Skip to content

Changelog

Unreleased

Added

  • New parameter apply_advanced_cleaning added to data cleaning methods in data_cleaner.py. When set to True, it triggers the advanced cleaning pipeline.

  • Advanced composition cleaning methods in data_cleaner.py:

  • _remove_miller_indices() - Removes crystal plane notations from chemical formulas

  • _remove_zero_coefficient_elements() - Removes elements with zero coefficients
  • _normalize_coefficients() - Removes trailing zeros from coefficients
  • _expand_leading_and_trailing_coefficients() - Expands leading/trailing coefficient patterns
  • _expand_parenthetical_coefficients() - Expands nested bracket coefficients

  • Enhanced documentation in docs/usage/data-cleaning.md:

  • Added apply_advanced_cleaning parameter documentation

  • Added Mermaid process flow diagram showing cleaning stages
  • Added advanced cleaning examples with tables for each transformation type

  • Template for GitHub issues added to .github/ISSUE_TEMPLATE for the following topics:

  • bug reports

  • feature requests
  • documentation improvements
  • support questions

  • Changelog page added in the documentation. Also, CHANGELOG.md linked in README.md.

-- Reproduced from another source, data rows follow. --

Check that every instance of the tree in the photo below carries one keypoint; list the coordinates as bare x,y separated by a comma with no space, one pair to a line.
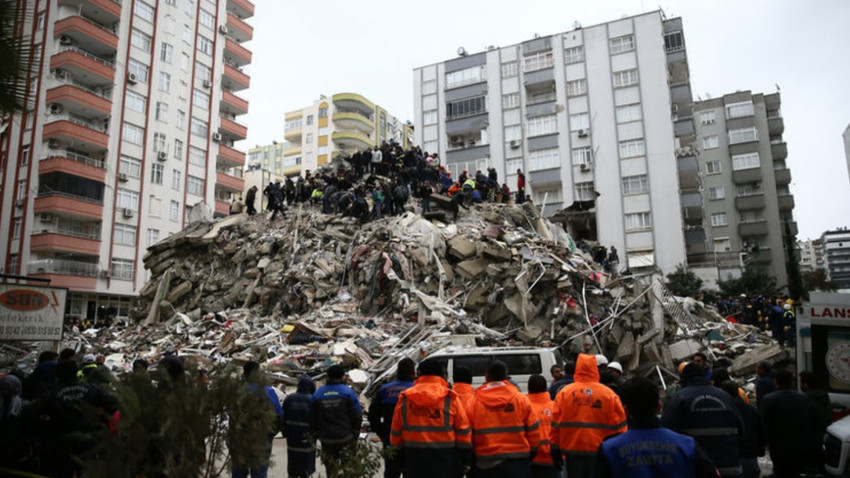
683,282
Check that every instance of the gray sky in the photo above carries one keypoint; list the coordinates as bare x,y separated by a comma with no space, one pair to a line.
303,49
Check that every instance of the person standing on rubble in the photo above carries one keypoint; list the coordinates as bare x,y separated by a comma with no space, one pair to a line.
382,408
430,430
585,413
335,419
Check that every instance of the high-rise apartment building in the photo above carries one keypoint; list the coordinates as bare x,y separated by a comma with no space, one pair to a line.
744,181
134,117
594,118
343,123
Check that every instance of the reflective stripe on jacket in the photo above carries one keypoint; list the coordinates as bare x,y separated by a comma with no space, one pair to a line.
504,425
585,412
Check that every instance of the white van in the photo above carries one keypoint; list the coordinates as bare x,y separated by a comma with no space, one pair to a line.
522,362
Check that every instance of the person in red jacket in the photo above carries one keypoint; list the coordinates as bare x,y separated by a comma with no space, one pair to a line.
505,430
584,414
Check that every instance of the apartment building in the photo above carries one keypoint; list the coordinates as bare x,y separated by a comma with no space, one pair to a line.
744,182
133,126
343,123
589,116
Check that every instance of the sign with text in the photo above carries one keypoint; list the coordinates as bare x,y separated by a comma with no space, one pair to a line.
31,312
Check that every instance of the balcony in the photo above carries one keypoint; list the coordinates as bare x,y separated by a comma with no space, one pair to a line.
745,203
235,54
73,164
238,29
229,183
786,202
233,129
235,80
79,100
105,12
232,104
229,157
241,8
86,136
87,34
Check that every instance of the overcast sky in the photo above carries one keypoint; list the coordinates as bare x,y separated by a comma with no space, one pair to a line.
303,49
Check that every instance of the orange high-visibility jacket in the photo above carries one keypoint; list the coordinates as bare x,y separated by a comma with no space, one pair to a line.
429,415
541,405
585,412
504,425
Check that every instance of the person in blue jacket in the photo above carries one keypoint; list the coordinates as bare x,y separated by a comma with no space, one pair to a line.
647,449
335,418
300,445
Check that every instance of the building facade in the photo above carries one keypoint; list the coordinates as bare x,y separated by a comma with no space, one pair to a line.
341,124
744,182
587,115
134,118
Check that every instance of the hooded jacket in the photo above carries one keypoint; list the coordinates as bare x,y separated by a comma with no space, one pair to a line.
585,412
504,426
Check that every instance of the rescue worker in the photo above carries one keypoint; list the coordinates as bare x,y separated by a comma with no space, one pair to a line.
430,431
383,406
584,414
300,446
505,429
541,405
647,449
335,418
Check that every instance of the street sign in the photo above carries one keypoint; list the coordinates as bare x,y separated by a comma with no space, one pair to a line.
31,312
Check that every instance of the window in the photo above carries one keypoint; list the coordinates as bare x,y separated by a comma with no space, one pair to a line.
510,100
716,192
542,125
135,101
466,76
195,185
577,87
713,167
139,69
640,221
738,110
125,234
635,185
161,111
430,117
710,142
466,107
537,61
132,167
156,173
582,156
632,148
629,113
133,134
510,69
745,161
122,269
574,54
625,78
141,40
166,53
674,42
719,219
543,159
623,43
743,135
143,11
579,121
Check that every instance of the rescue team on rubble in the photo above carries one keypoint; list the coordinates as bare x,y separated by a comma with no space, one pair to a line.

  • DeepWiki integration badge added to README.md for community Q&A support:

  • Ask DeepWiki

  • arXiv preprint badge added to README.md:

  • arXiv:2510.20362

  • CITATION.cff added for standardized citation information based on the latest release and arXiv preprint.

Fixed

  • CSV progress tracking in elsevier_processor.py:

  • DtypeWarning resolved by adding dtype=str, low_memory=False to pd.read_csv()

  • Data loss issue fixed with immediate CSV persistence for processed articles
  • Sleep delays optimized for batch writes

  • Type annotation warnings in documentation build (griffe/mkdocstrings):

  • Added return type annotations to function signatures in comproscanner.py
  • Added return type annotations to all visualization functions in data_visualizer.py and eval_visualizer.py
  • Fixed parameter type format in docstrings from colon to comma notation
  • Added TYPE_CHECKING conditional imports for matplotlib Figure type
  • Fixed **kwargs type annotations across multiple modules

  • Numbered list formatting in docs/about/contribution.md:

  • Fixed list continuation by using 4-space indentation for code blocks and nested lists
  • Disabled format on save for Markdown files in .vscode/settings.json

  • GitHub Actions CI disk space issue:

  • Added --no-cache-dir flag to pip install to reduce disk usage

Changed

  • README badges section converted from HTML to markdown format for better compatibility across platforms.

[0.1.4] - 02-12-2025

Added

  • New function clean_data() added for improved data cleaning and preprocessing instead of integrating it into data extraction function.

  • New documentation page for Data Cleaning added:

  • docs/usage/data-cleaning.md

  • Added to mkdocs.yml navigation.

  • New API overview documentation page added:

  • docs/api.md

  • Added to mkdocs.yml navigation.
  • New mkdocstrings configuration added to mkdocs.yml for automatic API documentation generation.

  • New tests added for remaining utils functions.

  • Added pytest coverage tracking (50%) using pytest-cov and coverage report generation using codecov.

Fixed

  • Tests updated to reflect changes in data cleaning process.

Removed

  • Arguments related to data cleaning removed from data extraction function.

Changed

[0.1.3] - 04-11-2025

Fixed

  • RecursiveCharacterTextSplitter importing updated for latest langchain version to avoid import errors:
  • Changed from from langchain.text_splitter import RecursiveCharacterTextSplitter
  • To from langchain.text_splitter.recursive_character import RecursiveCharacterTextSplitter

[0.1.2] - 24-10-2025

Added

  • Link to ComProScanner preprint on arXiv in the documentation index page and README.md: arXiv:2510.20362

[0.1.1] - 22-10-2025

Fixed

[0.1.0] - 22-10-2025

Added

  • Initial release of ComProScanner.